Arama çalışmalarına göstermelik olarak katılmışlar
Gözaltına alınan 24 şüpheliden N.B, jandarmadaki ifadesinde amca S.G’ın kendisinden, küçük çocuğun cansız bedenini 200 bin lira karşılığında dereye bırakmasını istediğini öne sürmüştü.

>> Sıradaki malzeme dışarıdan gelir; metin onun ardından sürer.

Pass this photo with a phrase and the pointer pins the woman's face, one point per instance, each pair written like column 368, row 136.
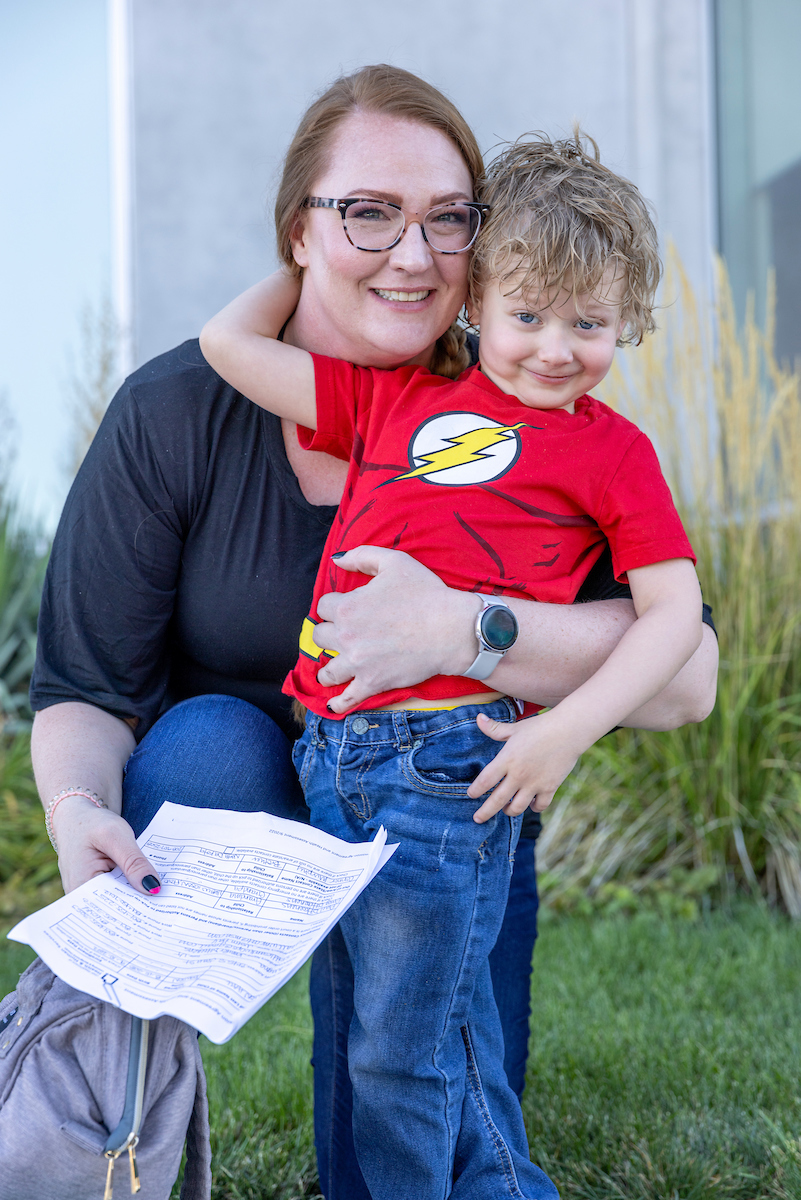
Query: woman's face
column 380, row 309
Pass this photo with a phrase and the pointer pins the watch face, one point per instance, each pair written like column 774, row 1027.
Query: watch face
column 499, row 628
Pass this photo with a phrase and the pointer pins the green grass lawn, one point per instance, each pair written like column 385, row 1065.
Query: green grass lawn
column 664, row 1066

Sıvacılık yaptığını, evlerinin şebeke suyunda kesinti olduğunu, yardım istemek için muhtar S.G’ı aradığını belirten N.B, şu beyanlarda bulunmuştu:
“Evimden aracımla çıktım. Arkamdan beyaz renkli bir araçla S.G’ın geldiğini gördüm. Bu yer mezarlıktan Tavşantepe Mahallesi’ne doğru çıkan parke döşeli köyün iç yolu. S.G. korna çaldı, selektör yaptı. Bana içme suyu ile ilgili bir şey söyleyeceğini düşünerek bekledim. S.G. aracından inerek aracıma doğru geldi. Ben de araçtan indim. S.G. bana eliyle aracın ön yolcu koltuğunda bulunan battaniyeye sarılı bir şeyi göstererek, ‘Bunu yok edeceksin’ dedi. Ben de gösterdiği şeyin yanına yaklaştım ve bakınca battaniyeye sarılı hareketsiz yatan insan olduğunu anlayınca şaşırdım ve tereddüt ettim. S.G. ‘Aileni iyi düşün. Sana 200 bin lira veririm. Aracında torba var mı?’ dedi. Aracımın bagajından rengini hatırlamadığım bir çuval çıkartarak verdim. Battaniyeye sarılı çocuğu alıp, çuvalın içerisine birlikte koyduk. Çocuğun üzerinde siyah tişört ve şort ile üzerinde asılı bir küçük çanta vardı. Çocuğu torbaya koyduğumuz esnada sağ kulağının arkasında boyun bölgesinde bir kızarıklık vardı. Çuvala çocuğu yerleştirdikten sonra çuvalı, ağzını orada bağlamadan aracımın arka koltuğunun önündeki ayak paspasının olduğu yere koydum. Muhtar S.G. oradan ayrılmadan önce ‘göl’ diye tabir ettiğimiz Eğertutmaz Deresi’ne doğru götür diyerek eliyle orayı işaret etti. Yolda giderken ben pişmanlık duydum ancak aldığım şeyden de kurtulmam gerektiğini düşündüm. Aracımı derenin kenarında durdurdum, çuvalı aracımdan aldım, çocuğun tüm vücudu çuvala sığmıştı. Çocuğun ayağının kesik olup olmadığını hatırlamıyorum çünkü çok telaşlıydım, çevrede ip aradım. Bulamayınca çocuğun çantasının ipi aklıma geldi ve çantanın ipini sökerek çuvalın ağzını bağladım ve ağacın yanında çok derin olmayan bir yer buldum, burada biraz su vardı. Bu alana çuvalı bıraktım ki çuval birisi tarafından bulunur diye düşünerek üzerine bir de taş koydum. Taşın büyüklüğü yaklaşık 15-20 kilogram civarındaydı.”
N.B, S.G’ın her gün göstermelik olarak arama faaliyetlerine katıldığını belirterek, “Narin Güran’ı arama faaliyetine katıldım. Muhtar S.G. jandarma ekipleriyle hiçbir şey olmamış gibi arama yapıyordu hatta kanalın içine girerek arama yaptığını gördüm” ifadelerini kullanmıştı.